You’re overestimating the number of people that care about it. A good chunk of people really don’t care about privacy, data security and potential exposure to propaganda, no matter how much we (engineers who actually care about it) tell them to.
Lots of people do care about the propaganda thing. Like, most normie voters I know definitely don't give a crap about the data privacy stuff, but they haven't forgotten about the cold war and are not bought into this "maybe it's fine if the Chinese government can control what all the kids are seeing" narrative.
But it's a big problem that the framing has often been about the data privacy thing.
A lot of normie voters care but they are at least one if not two generations removed from the median TikTok user. Generational divides can be pretty stark and it's clear that future generations increasingly don't care as much about internet privacy. In fact, being a public figure on the internet is a good thing these days since you can make a career out of it.
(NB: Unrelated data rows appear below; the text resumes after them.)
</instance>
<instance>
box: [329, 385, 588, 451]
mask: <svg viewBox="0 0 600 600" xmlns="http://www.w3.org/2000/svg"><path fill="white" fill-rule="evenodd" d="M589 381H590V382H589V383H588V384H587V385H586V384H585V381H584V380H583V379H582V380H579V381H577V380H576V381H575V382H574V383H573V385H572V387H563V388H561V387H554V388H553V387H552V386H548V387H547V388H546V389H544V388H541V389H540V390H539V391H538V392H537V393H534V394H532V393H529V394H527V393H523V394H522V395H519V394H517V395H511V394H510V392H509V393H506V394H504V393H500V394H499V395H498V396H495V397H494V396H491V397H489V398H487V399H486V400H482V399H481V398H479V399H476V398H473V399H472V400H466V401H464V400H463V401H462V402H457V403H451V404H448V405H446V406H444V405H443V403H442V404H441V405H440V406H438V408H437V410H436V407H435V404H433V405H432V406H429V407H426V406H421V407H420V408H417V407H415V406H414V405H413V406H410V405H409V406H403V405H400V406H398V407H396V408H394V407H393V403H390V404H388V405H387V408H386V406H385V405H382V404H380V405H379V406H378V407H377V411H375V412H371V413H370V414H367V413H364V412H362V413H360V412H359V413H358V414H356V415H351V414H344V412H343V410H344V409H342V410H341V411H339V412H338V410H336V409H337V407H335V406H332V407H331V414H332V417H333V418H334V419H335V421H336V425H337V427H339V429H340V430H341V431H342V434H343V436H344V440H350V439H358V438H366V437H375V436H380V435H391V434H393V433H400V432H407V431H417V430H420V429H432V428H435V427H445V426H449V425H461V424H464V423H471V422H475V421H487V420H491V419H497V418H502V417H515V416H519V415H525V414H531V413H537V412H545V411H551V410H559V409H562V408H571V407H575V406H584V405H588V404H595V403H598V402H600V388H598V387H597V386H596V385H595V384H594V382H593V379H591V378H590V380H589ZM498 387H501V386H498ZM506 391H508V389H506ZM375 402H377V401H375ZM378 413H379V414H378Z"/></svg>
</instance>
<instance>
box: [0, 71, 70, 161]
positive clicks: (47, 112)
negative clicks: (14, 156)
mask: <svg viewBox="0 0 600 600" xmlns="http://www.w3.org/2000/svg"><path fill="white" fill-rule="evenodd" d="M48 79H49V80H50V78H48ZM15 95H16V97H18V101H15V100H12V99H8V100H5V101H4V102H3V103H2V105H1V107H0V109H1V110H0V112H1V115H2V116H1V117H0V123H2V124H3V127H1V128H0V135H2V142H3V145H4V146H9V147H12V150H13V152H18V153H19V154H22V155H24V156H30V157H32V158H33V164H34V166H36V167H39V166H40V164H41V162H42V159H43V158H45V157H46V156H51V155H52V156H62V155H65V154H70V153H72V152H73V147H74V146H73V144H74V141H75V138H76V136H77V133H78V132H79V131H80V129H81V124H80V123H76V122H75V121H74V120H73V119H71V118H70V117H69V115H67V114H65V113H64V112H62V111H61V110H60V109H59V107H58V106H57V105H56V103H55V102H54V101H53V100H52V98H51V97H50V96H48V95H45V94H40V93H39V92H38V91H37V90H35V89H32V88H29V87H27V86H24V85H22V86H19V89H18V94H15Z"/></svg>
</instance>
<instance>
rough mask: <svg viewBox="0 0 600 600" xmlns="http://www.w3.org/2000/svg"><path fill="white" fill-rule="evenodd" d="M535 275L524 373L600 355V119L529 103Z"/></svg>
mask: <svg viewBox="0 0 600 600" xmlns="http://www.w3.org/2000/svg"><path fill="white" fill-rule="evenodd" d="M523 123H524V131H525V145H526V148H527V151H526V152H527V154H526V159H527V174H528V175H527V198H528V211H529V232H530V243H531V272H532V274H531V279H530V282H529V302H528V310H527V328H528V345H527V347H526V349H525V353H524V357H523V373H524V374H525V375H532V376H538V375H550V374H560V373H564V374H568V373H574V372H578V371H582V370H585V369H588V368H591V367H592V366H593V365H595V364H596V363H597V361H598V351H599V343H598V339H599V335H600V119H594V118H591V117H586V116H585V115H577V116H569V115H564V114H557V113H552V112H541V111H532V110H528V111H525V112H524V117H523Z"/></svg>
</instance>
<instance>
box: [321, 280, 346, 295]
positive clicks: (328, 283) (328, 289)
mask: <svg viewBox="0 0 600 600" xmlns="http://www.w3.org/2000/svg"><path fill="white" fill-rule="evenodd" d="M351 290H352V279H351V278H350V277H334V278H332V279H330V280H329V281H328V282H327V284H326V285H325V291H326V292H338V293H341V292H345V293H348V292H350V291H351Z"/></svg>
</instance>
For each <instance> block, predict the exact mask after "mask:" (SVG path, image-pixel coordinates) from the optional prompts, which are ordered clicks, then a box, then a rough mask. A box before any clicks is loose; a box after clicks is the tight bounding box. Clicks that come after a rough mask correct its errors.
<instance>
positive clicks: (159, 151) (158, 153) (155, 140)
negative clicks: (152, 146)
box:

Again, I don't think it is ever again going to be mainstream to care about the privacy thing.
But I think older people do care now about the potential for hostile foreign propaganda affecting our politics, and I think the younger folks who (reasonably!) care more now about losing their favorite entertainment app will grow up and understand the propaganda problem when they're older. That is, I don't think it's a generational thing, I think it's an age thing. And politics is driven by people over the age of 30.
Yes, but you don't have to be alive to understand the problem. I agree with you that the cold war is very old news to the TikTok demographic, but it isn't to people who were born in the 80s and before, and that is who drives politics. By the time the current young people grow up more, they will have their own direct experiences with geopolitical struggle. It remains to be seen where that will lead.